Publication:  San Francisco Business Times
Date:  July 7, 2014

Nine development teams have applied to develop at least 800 apartments or condominiums and mixed-use space at Alameda Point, the former Navy base on San Francisco Bay. Officials have already begun trimming the list of nine developers.

Four of those teams also are vying to develop one or more commercial projects on an 82-acre parcel on the former base that has been largely vacant since 1997. The commercial project could possibly include a premium retailer that could generate large amounts of sales tax revenue for the city or a corporate build-to-suit project that would add jobs.

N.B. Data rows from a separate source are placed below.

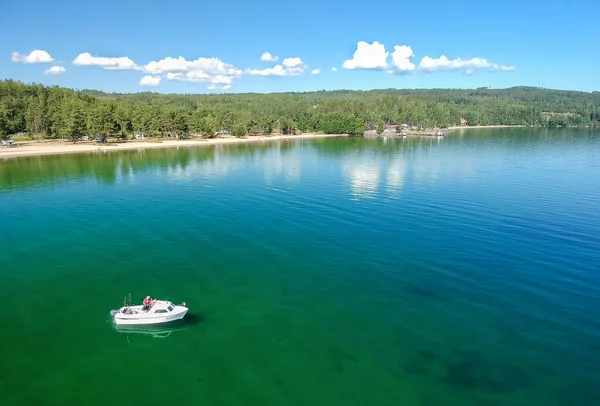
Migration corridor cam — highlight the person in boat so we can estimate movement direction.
[142,296,153,310]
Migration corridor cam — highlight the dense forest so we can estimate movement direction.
[0,80,600,141]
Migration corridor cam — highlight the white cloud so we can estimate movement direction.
[11,49,54,63]
[246,58,307,76]
[44,65,66,75]
[419,55,516,74]
[392,45,415,73]
[342,41,389,70]
[140,76,162,86]
[260,52,279,62]
[246,65,285,76]
[142,56,242,90]
[340,41,516,74]
[73,52,138,70]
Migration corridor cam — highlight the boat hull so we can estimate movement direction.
[111,306,188,325]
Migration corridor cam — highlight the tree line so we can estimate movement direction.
[0,80,600,141]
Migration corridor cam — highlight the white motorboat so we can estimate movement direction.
[110,300,188,325]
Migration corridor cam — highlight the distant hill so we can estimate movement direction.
[0,80,600,138]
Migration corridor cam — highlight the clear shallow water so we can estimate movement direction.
[0,129,600,406]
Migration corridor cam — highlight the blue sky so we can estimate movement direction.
[0,0,600,93]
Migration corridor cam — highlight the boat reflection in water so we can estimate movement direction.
[113,314,203,338]
[115,324,189,338]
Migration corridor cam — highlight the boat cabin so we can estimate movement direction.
[147,300,175,314]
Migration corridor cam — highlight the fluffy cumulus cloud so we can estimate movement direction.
[392,45,415,73]
[419,55,516,74]
[342,41,389,70]
[246,57,307,76]
[44,65,66,75]
[342,41,516,74]
[11,49,54,63]
[140,76,162,86]
[142,56,242,90]
[73,52,138,70]
[260,52,279,62]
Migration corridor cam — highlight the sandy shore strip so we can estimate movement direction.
[448,124,525,130]
[0,134,348,158]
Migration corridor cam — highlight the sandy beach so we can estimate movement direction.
[448,124,525,130]
[0,134,348,158]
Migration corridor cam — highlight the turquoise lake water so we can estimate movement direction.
[0,129,600,406]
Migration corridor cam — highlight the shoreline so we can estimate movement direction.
[0,134,349,159]
[448,124,527,130]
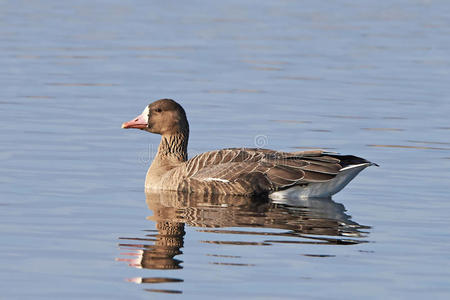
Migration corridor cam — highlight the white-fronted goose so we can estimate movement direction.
[122,99,375,199]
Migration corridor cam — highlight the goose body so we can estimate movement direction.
[122,99,375,200]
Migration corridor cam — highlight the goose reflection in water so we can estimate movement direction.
[117,192,370,293]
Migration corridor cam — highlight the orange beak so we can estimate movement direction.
[122,115,147,129]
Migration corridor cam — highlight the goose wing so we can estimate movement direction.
[184,148,350,192]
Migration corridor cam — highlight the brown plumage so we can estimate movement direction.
[122,99,371,196]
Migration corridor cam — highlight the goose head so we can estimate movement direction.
[122,99,189,135]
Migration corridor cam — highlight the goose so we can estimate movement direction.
[122,99,376,200]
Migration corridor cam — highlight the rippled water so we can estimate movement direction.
[0,0,450,299]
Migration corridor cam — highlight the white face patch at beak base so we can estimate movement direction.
[141,105,150,123]
[122,106,149,129]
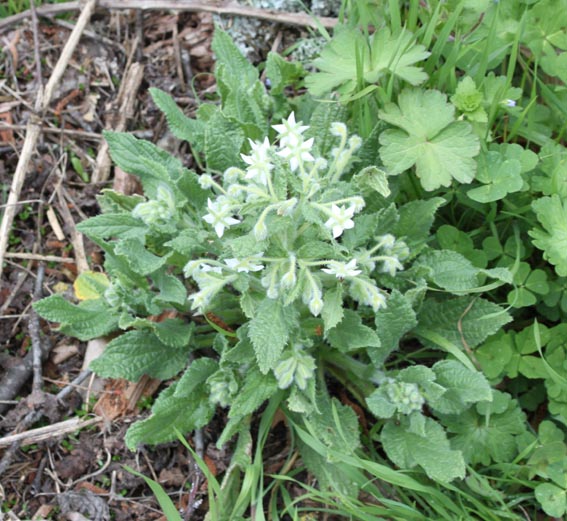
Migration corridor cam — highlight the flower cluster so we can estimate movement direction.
[384,380,425,414]
[184,113,408,316]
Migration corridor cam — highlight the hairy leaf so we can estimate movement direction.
[427,360,492,414]
[149,87,205,147]
[381,418,465,483]
[77,213,148,239]
[415,297,512,348]
[440,391,526,465]
[328,309,380,353]
[249,298,297,374]
[33,295,118,340]
[305,27,429,96]
[125,358,218,450]
[374,290,417,367]
[90,330,188,382]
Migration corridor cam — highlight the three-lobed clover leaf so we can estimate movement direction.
[467,144,538,203]
[379,89,480,192]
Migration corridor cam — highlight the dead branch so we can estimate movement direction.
[0,330,51,414]
[28,263,45,392]
[0,416,102,448]
[0,0,96,278]
[92,62,144,183]
[0,0,338,32]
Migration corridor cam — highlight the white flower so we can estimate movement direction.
[252,219,268,241]
[277,197,297,215]
[330,121,347,137]
[272,112,309,147]
[224,166,244,185]
[321,259,362,279]
[199,264,222,273]
[203,197,240,237]
[278,138,315,172]
[348,134,362,152]
[199,174,214,190]
[325,204,355,239]
[309,292,323,317]
[224,251,264,273]
[240,138,274,186]
[380,257,404,277]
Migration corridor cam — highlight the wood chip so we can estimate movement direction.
[46,206,65,241]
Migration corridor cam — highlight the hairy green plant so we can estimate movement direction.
[30,0,567,519]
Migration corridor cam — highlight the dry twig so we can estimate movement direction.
[0,0,96,278]
[0,0,338,32]
[92,62,144,183]
[28,263,45,392]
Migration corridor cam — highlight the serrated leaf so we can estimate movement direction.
[175,169,211,207]
[528,194,567,277]
[164,228,209,257]
[414,297,512,348]
[205,110,244,172]
[154,318,195,348]
[321,284,344,333]
[380,418,465,483]
[114,239,167,275]
[228,369,278,419]
[153,273,187,306]
[149,87,205,147]
[266,52,305,95]
[379,89,480,191]
[392,197,445,254]
[427,360,492,414]
[368,290,417,367]
[305,103,347,157]
[415,250,481,293]
[366,389,397,419]
[212,27,258,85]
[73,271,110,300]
[90,330,188,382]
[103,131,183,199]
[77,213,148,239]
[327,309,380,353]
[248,298,297,374]
[33,295,118,340]
[125,358,218,450]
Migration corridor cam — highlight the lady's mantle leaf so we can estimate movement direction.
[380,89,479,191]
[381,418,465,483]
[528,194,567,277]
[535,483,567,518]
[305,27,430,96]
[439,391,526,465]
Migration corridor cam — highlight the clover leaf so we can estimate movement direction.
[528,194,567,277]
[379,89,479,191]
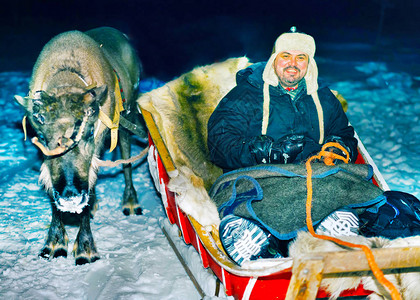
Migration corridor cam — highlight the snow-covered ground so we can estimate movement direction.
[0,41,420,300]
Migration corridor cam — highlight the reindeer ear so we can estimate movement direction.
[14,95,32,111]
[84,85,108,104]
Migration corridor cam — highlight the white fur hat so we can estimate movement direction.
[263,27,318,95]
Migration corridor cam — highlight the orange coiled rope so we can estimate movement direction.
[306,143,402,300]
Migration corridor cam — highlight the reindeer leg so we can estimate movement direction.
[119,130,142,216]
[39,204,69,259]
[73,206,99,265]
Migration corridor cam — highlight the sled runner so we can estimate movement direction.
[138,58,420,299]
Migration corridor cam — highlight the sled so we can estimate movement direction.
[138,58,420,299]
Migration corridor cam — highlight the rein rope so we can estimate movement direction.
[306,143,402,300]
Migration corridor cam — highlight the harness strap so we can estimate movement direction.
[261,82,270,135]
[98,70,125,152]
[311,92,325,145]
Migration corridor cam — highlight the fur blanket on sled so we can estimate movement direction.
[138,57,250,226]
[289,232,420,300]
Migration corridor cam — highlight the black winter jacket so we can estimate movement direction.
[208,63,357,170]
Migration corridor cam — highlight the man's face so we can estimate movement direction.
[274,50,309,87]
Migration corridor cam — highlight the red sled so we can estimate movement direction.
[138,57,420,300]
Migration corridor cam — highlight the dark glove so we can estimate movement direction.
[249,135,274,164]
[324,135,352,164]
[270,134,305,164]
[249,135,305,164]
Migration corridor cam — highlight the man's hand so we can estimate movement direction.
[270,135,305,164]
[249,135,305,164]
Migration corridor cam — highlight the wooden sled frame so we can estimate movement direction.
[140,108,420,300]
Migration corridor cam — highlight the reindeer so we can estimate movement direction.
[15,27,146,265]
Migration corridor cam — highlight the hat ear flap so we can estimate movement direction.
[305,58,318,95]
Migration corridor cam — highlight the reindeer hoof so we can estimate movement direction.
[123,205,143,216]
[76,255,100,266]
[38,247,67,259]
[134,207,143,216]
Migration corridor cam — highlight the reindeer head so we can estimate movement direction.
[15,86,107,213]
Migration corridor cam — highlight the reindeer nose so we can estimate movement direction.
[57,136,70,147]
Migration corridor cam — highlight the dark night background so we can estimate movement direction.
[0,0,420,80]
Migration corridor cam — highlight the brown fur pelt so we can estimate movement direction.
[138,57,249,225]
[289,232,420,300]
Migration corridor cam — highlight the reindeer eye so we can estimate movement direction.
[86,107,95,117]
[33,113,45,125]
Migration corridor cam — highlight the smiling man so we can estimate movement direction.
[208,27,357,171]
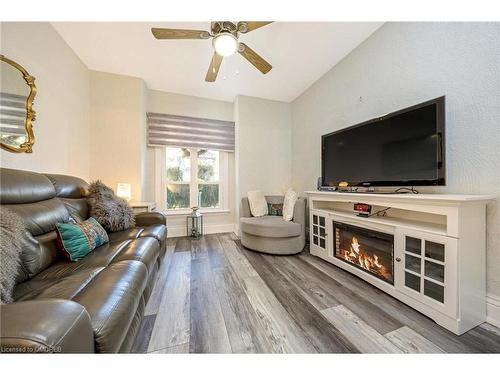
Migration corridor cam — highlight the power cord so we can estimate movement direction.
[394,186,418,194]
[366,207,391,217]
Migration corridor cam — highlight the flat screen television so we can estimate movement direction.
[321,96,445,186]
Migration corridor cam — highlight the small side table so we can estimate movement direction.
[129,202,156,214]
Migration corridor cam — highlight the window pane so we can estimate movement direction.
[405,272,420,292]
[405,254,420,273]
[167,184,189,209]
[167,148,191,183]
[406,236,422,255]
[198,184,219,208]
[198,150,219,184]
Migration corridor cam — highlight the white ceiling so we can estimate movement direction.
[52,22,382,102]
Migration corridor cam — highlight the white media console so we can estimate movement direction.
[306,191,495,335]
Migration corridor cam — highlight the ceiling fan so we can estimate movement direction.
[151,21,272,82]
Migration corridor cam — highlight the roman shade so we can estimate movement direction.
[0,92,27,135]
[147,112,234,151]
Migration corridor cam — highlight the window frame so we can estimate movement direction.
[155,147,229,215]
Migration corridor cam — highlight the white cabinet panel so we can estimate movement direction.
[394,228,458,316]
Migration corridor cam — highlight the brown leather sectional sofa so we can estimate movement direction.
[0,168,167,353]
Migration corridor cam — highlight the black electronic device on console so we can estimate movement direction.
[321,96,445,192]
[354,203,372,217]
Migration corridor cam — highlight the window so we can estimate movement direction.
[159,147,228,212]
[166,148,191,209]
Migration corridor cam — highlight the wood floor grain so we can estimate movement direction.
[322,305,402,353]
[189,251,231,353]
[385,327,444,353]
[148,251,191,352]
[132,233,500,354]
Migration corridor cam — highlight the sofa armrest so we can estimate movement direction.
[0,299,94,353]
[135,212,167,227]
[293,197,306,231]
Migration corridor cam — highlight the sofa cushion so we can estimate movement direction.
[240,216,301,238]
[45,174,89,199]
[108,227,144,243]
[111,237,160,272]
[139,224,167,246]
[73,260,148,353]
[16,267,104,302]
[0,168,56,204]
[108,224,167,247]
[56,217,109,262]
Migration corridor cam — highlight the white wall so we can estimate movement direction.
[234,95,292,225]
[0,22,90,179]
[292,23,500,322]
[90,71,146,201]
[145,90,236,236]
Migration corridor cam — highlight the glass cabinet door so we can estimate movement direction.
[396,232,457,318]
[311,211,328,253]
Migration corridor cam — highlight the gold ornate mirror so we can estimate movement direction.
[0,55,36,152]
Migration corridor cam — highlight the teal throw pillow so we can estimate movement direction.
[267,203,283,216]
[56,217,109,262]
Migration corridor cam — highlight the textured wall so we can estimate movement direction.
[90,71,146,201]
[0,22,90,179]
[235,96,292,228]
[292,23,500,296]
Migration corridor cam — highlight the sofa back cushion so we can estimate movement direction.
[45,174,89,221]
[0,168,69,282]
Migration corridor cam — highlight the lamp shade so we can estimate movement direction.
[212,32,238,56]
[116,182,132,202]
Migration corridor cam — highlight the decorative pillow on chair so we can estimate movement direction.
[56,217,109,262]
[283,188,298,221]
[87,180,135,232]
[247,190,267,217]
[267,203,283,216]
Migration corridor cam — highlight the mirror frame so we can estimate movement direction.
[0,55,36,153]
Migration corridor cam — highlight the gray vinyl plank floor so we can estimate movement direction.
[132,233,500,354]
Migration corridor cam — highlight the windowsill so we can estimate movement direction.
[163,208,231,216]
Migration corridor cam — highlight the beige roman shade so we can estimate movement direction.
[0,92,26,135]
[147,112,234,151]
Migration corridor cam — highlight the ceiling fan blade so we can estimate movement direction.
[238,43,273,74]
[205,52,222,82]
[151,27,210,39]
[238,21,273,34]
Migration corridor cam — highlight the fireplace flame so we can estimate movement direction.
[344,236,391,279]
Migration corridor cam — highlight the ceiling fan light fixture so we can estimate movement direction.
[213,32,238,57]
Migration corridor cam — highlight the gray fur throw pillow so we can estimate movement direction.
[0,207,26,305]
[87,180,135,232]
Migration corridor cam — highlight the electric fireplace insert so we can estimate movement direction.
[333,221,394,285]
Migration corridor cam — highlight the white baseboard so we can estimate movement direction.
[486,295,500,328]
[168,224,234,238]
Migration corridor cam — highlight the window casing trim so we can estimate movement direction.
[155,147,230,215]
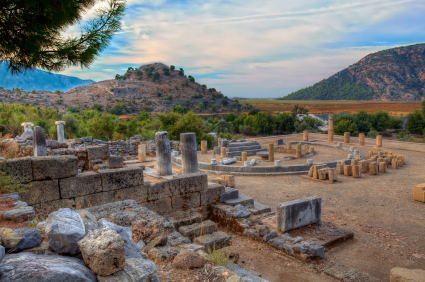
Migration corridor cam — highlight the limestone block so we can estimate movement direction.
[390,267,425,282]
[378,162,387,173]
[369,162,378,175]
[59,171,102,200]
[344,165,353,176]
[0,157,33,183]
[99,166,143,191]
[359,160,369,173]
[31,155,78,180]
[87,144,109,161]
[351,165,361,178]
[413,183,425,203]
[277,197,322,232]
[19,179,60,206]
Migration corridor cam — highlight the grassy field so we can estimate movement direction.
[241,99,421,116]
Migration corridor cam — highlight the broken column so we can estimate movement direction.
[303,130,308,141]
[359,133,365,146]
[201,140,208,155]
[269,143,274,162]
[138,144,146,162]
[180,132,198,174]
[32,126,47,157]
[155,131,173,176]
[55,121,65,143]
[344,132,350,143]
[328,115,334,142]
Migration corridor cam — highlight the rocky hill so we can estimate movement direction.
[0,62,94,91]
[0,63,249,114]
[281,44,425,101]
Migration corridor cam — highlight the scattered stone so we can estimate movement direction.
[0,252,96,282]
[173,250,206,269]
[78,229,125,276]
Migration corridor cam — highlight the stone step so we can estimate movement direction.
[227,145,261,152]
[220,187,239,202]
[225,194,254,207]
[248,202,272,215]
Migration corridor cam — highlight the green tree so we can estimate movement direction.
[0,0,125,74]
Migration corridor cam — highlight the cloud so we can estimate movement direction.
[60,0,425,96]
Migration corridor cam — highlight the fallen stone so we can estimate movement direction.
[148,247,179,263]
[0,252,96,282]
[78,229,125,276]
[14,228,41,250]
[45,208,86,254]
[172,250,206,269]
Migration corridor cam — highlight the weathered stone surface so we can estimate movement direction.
[173,250,206,269]
[31,155,78,180]
[87,144,109,161]
[15,228,41,250]
[390,267,425,282]
[148,247,179,262]
[277,197,322,231]
[179,220,217,239]
[0,157,33,183]
[99,166,143,191]
[59,171,102,199]
[78,210,99,234]
[20,179,60,206]
[45,208,86,254]
[98,218,143,260]
[78,229,125,276]
[0,228,23,249]
[3,207,35,222]
[0,252,96,282]
[193,231,232,250]
[167,231,190,247]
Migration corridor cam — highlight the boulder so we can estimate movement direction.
[0,252,96,282]
[15,228,41,250]
[78,228,125,276]
[45,208,86,254]
[0,228,23,249]
[172,250,205,269]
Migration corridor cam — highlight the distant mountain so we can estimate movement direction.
[280,44,425,101]
[0,62,94,92]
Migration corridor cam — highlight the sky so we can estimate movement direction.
[61,0,425,98]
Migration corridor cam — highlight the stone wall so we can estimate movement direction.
[3,156,215,216]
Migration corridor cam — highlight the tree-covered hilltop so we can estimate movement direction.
[281,44,425,101]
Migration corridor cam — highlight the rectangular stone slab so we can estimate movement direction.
[277,197,322,232]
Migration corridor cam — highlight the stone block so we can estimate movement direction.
[390,267,425,282]
[277,197,322,232]
[0,157,33,183]
[172,192,201,211]
[87,144,109,161]
[19,179,60,206]
[413,183,425,203]
[31,156,78,180]
[99,166,143,191]
[59,171,102,199]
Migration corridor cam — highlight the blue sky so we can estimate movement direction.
[62,0,425,98]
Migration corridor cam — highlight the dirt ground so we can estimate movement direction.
[227,134,425,281]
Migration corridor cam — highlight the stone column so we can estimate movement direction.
[328,115,334,142]
[201,140,208,155]
[303,130,308,141]
[376,135,382,147]
[138,144,146,162]
[155,131,173,176]
[180,132,198,174]
[344,132,350,143]
[55,121,65,143]
[32,126,47,157]
[269,143,274,162]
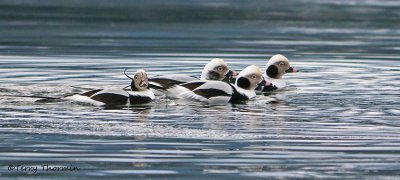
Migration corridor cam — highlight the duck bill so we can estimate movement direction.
[225,70,239,78]
[139,80,147,87]
[285,67,299,73]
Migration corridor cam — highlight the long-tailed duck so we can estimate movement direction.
[175,65,263,104]
[66,69,154,106]
[256,54,298,92]
[149,58,237,98]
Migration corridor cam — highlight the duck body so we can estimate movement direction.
[174,66,262,104]
[66,69,155,106]
[66,89,154,106]
[149,58,237,98]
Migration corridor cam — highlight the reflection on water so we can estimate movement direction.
[0,0,400,179]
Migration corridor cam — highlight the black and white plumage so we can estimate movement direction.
[256,54,298,92]
[66,69,154,106]
[149,58,237,98]
[175,65,262,104]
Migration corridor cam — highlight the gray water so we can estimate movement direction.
[0,0,400,179]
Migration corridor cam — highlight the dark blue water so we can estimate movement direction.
[0,0,400,179]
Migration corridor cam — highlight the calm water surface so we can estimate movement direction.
[0,0,400,179]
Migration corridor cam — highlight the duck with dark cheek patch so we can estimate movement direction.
[67,69,154,106]
[177,65,263,104]
[150,58,237,98]
[256,54,298,92]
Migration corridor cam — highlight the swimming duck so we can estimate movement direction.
[149,58,237,97]
[174,65,263,104]
[256,54,298,92]
[66,69,154,106]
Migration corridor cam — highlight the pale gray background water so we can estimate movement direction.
[0,0,400,179]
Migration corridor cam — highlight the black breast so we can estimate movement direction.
[229,87,249,104]
[90,93,128,105]
[129,95,152,104]
[193,89,231,99]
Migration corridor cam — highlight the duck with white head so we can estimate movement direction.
[178,65,263,104]
[256,54,298,92]
[66,69,154,106]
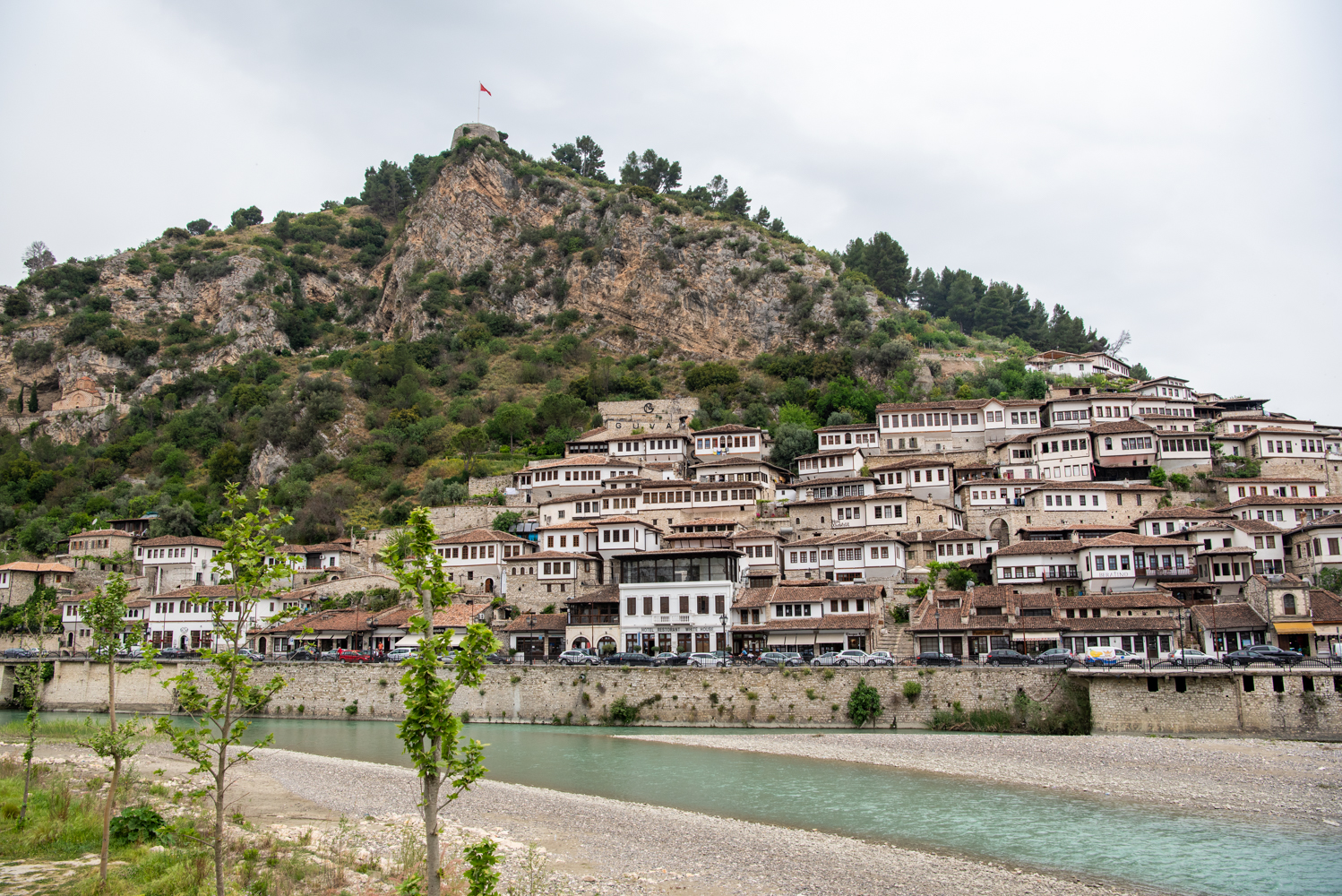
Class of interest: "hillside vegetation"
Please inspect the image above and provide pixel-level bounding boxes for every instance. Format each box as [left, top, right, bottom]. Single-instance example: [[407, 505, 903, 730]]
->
[[0, 127, 1132, 556]]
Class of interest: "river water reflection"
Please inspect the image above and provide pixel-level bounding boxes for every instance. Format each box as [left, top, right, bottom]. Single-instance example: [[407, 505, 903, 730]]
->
[[0, 713, 1342, 896]]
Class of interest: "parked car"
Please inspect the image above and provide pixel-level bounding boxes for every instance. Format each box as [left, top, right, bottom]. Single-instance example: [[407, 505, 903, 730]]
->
[[811, 650, 867, 667], [1226, 644, 1304, 666], [1166, 648, 1217, 666], [916, 650, 964, 666], [331, 648, 373, 663], [154, 647, 200, 660], [984, 648, 1033, 666], [603, 650, 652, 666]]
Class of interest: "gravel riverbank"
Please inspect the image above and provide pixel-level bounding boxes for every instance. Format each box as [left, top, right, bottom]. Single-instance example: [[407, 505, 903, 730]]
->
[[242, 750, 1170, 896], [628, 732, 1342, 823]]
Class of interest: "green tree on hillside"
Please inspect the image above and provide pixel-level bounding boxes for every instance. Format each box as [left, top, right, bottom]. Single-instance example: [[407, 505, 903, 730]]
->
[[228, 205, 266, 229], [359, 159, 415, 218], [79, 573, 145, 896], [550, 134, 611, 181], [843, 230, 910, 302], [620, 149, 680, 194], [381, 507, 498, 896]]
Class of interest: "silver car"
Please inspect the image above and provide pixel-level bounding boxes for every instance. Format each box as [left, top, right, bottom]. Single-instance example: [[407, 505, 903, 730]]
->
[[811, 650, 867, 667]]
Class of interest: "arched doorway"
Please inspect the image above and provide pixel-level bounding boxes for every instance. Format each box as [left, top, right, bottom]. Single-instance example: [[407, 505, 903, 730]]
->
[[988, 519, 1011, 547]]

The applications are the latest step in island-bound Alameda’s long effort to redevelop the site, which covers about one-third of the island that connects to the rest of the East Bay via three bridges and a tunnel. Previous efforts ran into a buzz-saw of public opposition, some of it driven by fears that additional development would paralyze traffic to and from Alameda.

It also was complicated by a four-decades-old law on the city’s books that bans new multifamily development on the island. SunCal Cos. had proposed building more than 4,000 residential units on Alameda Point and tried to overturn the multifamily ordinance, but failed at the ballot box and dropped the project in 2010.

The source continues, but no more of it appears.